COS 4-1: Analyzing data from a split-plot experiment when the observations have overdispersed Poisson distributions

Philip M. Dixon and Jia Liu. Iowa State University

Background/Question/Methods

Ecologists often face a quandary when choosing how to analyze their data.  Should I transform data and use a traditional analysis, or use a modern computationally intensive analysis?  The traditional analysis is clearly an approximation; what is not commonly understood is that many modern analyses are also approximate.  Hence, the choice of analysis is not clear.  I consider various ways to analyze weed counts in a large multi-location evaluation of weed management strategies.  Farmer’s fields, the main plots, were classified into one of seven crop-rotation treatments, then divided in half.  One of two weed management strategies was randomly assigned to the half field.
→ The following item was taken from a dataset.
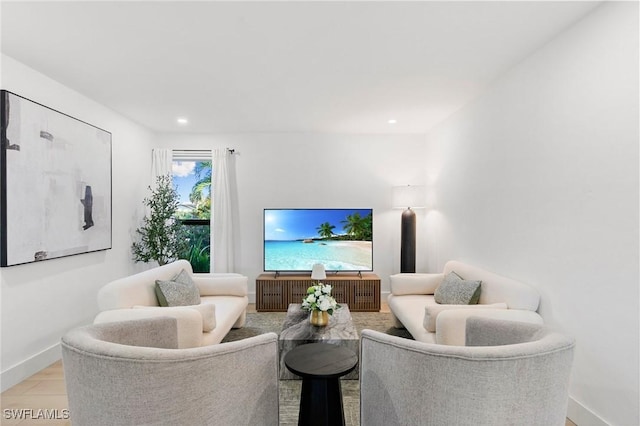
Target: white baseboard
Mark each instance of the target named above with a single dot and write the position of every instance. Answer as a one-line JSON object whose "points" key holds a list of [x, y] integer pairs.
{"points": [[30, 366], [582, 416]]}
We consider the analysis of the number of weeds present at a specific point in time.  The weed counts are overdispersed relative to a Poisson distribution. 
The traditional analysis is to log transform the counts then assume a normal distributions for the random effects.  This leads to the standard analysis of a split-plot study.  A modern alternative is use a generalized linear mixed model assuming an overdispersed Poisson distribution and an additional random component to account for field-field variation.  The GLMM can be specified in different ways.
Results/Conclusions

We find that the split-plot analysis of transformed data has empirical rejection rates are close to the nominal 5% rate for all tests.  The most common analysis of overdispersed Poisson gives conservative tests of the main plot effects (empirical rejection rate < 5%) and very liberal tests of the split plot main and interaction effects.  When the overdispersion is moderate (variance associated with overdispersion > 1), the empirical rejection rate can exceed 60%. for a nominal 5% test.  An alternate specification of the model has an acceptable type I error rate. 

Modern analyses are not always better than traditional analyses.  For overdispered split-plot count data, traditional analyses are similar to some modern analyses.  Other modern analyses are badly behaved and should not be used.